Despite the "Cult and Community" subtitle, most of the focus is on how great playwrights and political speakers might have expected the general populace to react to their works. Part of the problem is, naturally, a side effect of limited source material. The author seems afraid to speculate too much; the riskiest claims she makes for most of the book is whether she agrees with one historian over the other. Interesting ideas, such as the relationships between divine qualities usage between Emperors and their subjects, are left to the all too short conclusion. Had more time been spent with Clark's own ideas and contributions, perhaps the book would have been an easier read.

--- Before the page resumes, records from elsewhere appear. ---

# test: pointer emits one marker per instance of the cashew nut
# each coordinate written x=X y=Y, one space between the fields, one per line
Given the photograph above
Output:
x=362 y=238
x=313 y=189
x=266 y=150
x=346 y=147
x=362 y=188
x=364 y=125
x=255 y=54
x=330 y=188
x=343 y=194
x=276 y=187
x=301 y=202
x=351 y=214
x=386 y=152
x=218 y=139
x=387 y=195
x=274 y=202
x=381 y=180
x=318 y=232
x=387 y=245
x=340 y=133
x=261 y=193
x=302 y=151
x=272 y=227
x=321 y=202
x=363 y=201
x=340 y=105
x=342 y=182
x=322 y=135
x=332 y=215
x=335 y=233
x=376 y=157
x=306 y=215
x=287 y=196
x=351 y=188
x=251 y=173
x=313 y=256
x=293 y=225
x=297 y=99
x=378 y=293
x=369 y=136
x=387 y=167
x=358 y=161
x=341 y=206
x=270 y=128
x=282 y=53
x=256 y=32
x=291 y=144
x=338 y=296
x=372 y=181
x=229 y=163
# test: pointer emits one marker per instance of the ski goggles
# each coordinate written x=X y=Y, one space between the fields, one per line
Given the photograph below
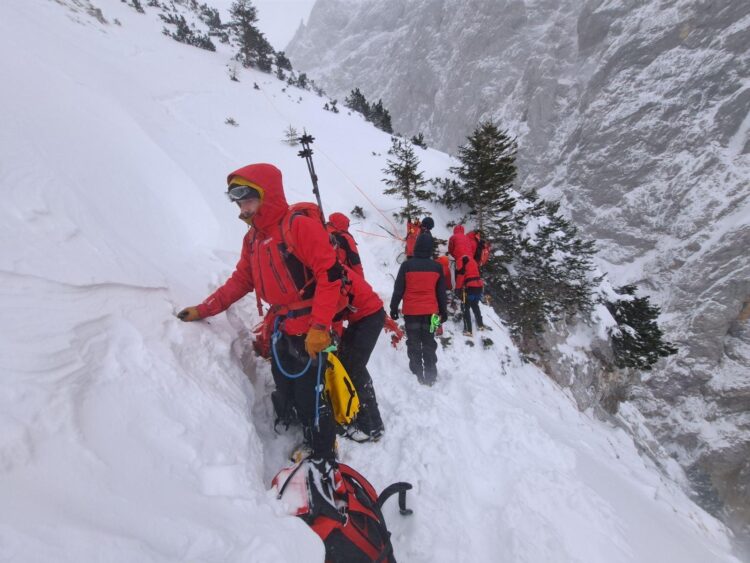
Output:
x=239 y=192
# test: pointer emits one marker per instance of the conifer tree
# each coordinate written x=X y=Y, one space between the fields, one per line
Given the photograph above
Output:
x=356 y=101
x=282 y=61
x=404 y=179
x=542 y=270
x=254 y=49
x=638 y=341
x=487 y=172
x=418 y=140
x=380 y=117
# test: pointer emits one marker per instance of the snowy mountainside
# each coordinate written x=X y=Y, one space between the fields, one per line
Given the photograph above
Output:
x=126 y=435
x=635 y=116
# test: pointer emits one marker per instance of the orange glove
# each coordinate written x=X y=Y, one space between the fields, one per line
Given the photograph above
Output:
x=189 y=314
x=318 y=339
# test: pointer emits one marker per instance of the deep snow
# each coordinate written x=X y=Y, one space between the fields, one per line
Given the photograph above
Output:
x=129 y=436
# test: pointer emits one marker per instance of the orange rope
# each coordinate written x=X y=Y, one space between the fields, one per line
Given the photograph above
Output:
x=344 y=174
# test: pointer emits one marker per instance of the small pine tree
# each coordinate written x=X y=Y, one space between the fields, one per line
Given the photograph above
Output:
x=637 y=342
x=380 y=117
x=487 y=172
x=254 y=49
x=356 y=101
x=282 y=61
x=211 y=17
x=418 y=140
x=185 y=34
x=404 y=179
x=291 y=137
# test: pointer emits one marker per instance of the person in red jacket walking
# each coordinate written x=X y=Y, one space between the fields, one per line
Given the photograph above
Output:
x=421 y=285
x=365 y=323
x=301 y=280
x=413 y=228
x=459 y=244
x=471 y=287
x=480 y=247
x=338 y=226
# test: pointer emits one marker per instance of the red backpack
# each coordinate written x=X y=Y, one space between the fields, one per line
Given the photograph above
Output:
x=350 y=521
x=294 y=273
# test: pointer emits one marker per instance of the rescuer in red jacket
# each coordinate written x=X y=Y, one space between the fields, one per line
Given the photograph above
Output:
x=304 y=287
x=413 y=228
x=338 y=226
x=365 y=323
x=421 y=285
x=459 y=244
x=470 y=287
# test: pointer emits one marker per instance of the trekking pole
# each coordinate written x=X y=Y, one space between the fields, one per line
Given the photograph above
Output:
x=306 y=140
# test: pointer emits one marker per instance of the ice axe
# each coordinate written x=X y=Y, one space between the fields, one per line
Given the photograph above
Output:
x=306 y=140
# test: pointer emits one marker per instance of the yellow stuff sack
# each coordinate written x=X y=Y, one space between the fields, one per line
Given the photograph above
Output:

Profile Image for Mateusz.
Author 10 books54 followers
June 30, 2024
"Ubi libertas cecidit, audet libere nemo loqui (‘where libertas has fallen, no one dares to speak freely’)"

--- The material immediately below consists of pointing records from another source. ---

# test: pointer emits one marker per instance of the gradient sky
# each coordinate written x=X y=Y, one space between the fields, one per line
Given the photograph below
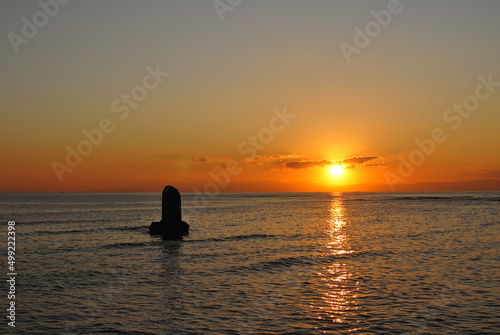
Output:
x=227 y=79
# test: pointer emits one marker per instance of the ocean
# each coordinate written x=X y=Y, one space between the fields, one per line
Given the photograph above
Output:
x=269 y=263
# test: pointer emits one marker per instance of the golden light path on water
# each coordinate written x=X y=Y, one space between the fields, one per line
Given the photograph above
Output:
x=338 y=298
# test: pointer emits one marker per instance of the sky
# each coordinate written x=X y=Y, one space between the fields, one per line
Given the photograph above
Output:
x=249 y=95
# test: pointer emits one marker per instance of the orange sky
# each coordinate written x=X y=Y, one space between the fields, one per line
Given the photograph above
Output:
x=264 y=100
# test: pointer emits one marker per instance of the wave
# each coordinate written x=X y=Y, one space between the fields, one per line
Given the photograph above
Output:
x=289 y=261
x=86 y=231
x=235 y=238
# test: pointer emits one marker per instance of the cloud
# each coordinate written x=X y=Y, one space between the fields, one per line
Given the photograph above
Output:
x=351 y=162
x=306 y=164
x=277 y=157
x=356 y=160
x=201 y=160
x=210 y=160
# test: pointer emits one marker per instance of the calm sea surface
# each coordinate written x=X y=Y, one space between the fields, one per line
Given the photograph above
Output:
x=302 y=263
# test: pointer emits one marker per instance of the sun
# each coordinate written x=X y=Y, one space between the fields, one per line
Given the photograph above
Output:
x=336 y=170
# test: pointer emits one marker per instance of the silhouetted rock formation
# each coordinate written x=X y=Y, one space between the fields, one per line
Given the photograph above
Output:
x=171 y=224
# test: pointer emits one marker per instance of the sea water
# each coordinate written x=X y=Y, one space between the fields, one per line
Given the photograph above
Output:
x=284 y=263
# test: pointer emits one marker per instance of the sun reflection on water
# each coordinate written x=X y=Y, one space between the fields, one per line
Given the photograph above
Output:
x=338 y=299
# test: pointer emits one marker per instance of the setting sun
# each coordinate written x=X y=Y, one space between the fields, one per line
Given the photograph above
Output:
x=336 y=170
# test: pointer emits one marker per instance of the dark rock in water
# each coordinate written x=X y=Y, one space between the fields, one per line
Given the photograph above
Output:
x=171 y=224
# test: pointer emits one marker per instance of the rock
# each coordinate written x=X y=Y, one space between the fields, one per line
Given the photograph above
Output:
x=171 y=224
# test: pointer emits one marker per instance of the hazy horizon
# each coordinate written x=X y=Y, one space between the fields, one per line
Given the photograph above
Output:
x=249 y=96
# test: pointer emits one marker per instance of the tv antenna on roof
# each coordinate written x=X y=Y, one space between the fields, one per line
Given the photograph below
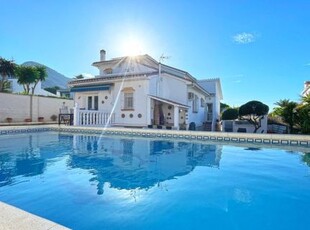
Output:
x=163 y=57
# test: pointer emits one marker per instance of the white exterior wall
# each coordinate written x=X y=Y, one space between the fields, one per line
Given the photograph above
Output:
x=173 y=89
x=140 y=103
x=197 y=117
x=19 y=107
x=109 y=101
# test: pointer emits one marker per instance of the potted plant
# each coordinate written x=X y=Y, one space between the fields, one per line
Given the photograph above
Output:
x=9 y=119
x=53 y=117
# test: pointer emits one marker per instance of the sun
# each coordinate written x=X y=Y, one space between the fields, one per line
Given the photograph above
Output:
x=132 y=47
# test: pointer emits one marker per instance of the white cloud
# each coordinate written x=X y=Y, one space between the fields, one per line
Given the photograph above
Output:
x=244 y=38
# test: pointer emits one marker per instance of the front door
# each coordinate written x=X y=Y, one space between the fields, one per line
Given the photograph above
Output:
x=209 y=111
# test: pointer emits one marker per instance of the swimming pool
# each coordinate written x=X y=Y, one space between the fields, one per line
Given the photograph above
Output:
x=117 y=182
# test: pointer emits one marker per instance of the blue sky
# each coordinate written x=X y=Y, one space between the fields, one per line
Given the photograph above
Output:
x=260 y=49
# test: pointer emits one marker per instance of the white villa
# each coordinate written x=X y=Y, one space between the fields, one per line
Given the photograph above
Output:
x=141 y=92
x=306 y=89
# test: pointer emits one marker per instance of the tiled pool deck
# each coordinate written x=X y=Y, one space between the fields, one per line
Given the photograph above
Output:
x=13 y=218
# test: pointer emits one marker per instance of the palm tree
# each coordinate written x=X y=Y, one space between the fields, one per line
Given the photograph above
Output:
x=287 y=111
x=42 y=76
x=27 y=75
x=6 y=69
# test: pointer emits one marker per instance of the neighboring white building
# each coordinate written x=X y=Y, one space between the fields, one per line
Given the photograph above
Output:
x=141 y=92
x=17 y=88
x=306 y=89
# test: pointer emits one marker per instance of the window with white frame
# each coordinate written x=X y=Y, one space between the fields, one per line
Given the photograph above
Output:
x=128 y=100
x=195 y=104
x=202 y=102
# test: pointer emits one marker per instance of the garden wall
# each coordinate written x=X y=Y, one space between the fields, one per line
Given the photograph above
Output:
x=21 y=107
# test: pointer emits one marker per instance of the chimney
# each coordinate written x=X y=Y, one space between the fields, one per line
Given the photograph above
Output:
x=102 y=55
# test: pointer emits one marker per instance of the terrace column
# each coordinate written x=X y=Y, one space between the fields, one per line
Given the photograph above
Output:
x=76 y=115
x=148 y=111
x=176 y=120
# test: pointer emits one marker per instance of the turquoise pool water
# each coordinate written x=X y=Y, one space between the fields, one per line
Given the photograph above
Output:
x=122 y=183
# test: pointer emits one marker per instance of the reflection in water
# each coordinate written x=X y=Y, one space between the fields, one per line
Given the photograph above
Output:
x=123 y=163
x=26 y=162
x=139 y=164
x=306 y=158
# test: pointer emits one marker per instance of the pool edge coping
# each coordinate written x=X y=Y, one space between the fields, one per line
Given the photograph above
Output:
x=12 y=217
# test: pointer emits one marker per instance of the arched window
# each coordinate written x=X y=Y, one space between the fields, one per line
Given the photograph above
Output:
x=108 y=70
x=128 y=96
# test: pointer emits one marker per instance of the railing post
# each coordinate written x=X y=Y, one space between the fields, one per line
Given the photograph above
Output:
x=76 y=120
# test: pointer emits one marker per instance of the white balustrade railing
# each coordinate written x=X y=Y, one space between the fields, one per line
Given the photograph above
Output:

- Where foolishness arises, everyone speaks stupidity and calumny freely, leading to the death of liberties.

In my humble opinion, deified qualities as virtus or arete (although these concepts are similar, there should be discernment) are the creme de la creme of the society that wants to permeate its finest values and associate itself with them, especially people whose governing public relations and political marketing requires that. From a theological perpectives it was the hypostasis of these ideas that took on personified form as crystallized ontological small deities, alike to bionic statues and magical technologies, and later developed into medieval allegories in much more blunt fashion in order to evoke them in imagination, flattening them down to philosophical-symbolic purviews. A virtue that becomes empty, a surrogated lie - always becomes a vice. Every quality is thus eternal, for it shared in Divinities, but it undergoes a dance macabre on Earth, when it becomes an empty, reified concept."Ovid supports the thesis of Divinity of these qualities, as perhaps individuated forms of Virtus" (p.164). Among listed qualities (in this list both Greek and Roman) are: Homonoia; Concordia; Eleos; Aidos, Pheme; Horms; Charis; Peitho; Penia; Amechania; Mater Matuta; Fortuna Muliebris; Valetude; Mens; Febris, even Vltio (Vengeance) that did not have her shrine. Caecilius Metellus Numidicus argued, that immortal Gods should approve virtue, not bestow it. Therefore it is the mortal gigantomachy that decides to coin and forge a virtue, or abandon it, that gives more adeterministic sense to qualities developed and raised in oneself, in a heroic affirmation and gratitude to the Divine nevertheless. In Plutarch we find how such qualities are necessary, they are emerging from the perceived wrongs: " ‘a work of mad discord makes [made] a temple of concordia’, therefore a commemoration of the evils brought by discord, a society memorizes and celebrated peace and accord in order to preserve it. All in all a useful book for insightful historians, metaphysicians, theologians and theurgists.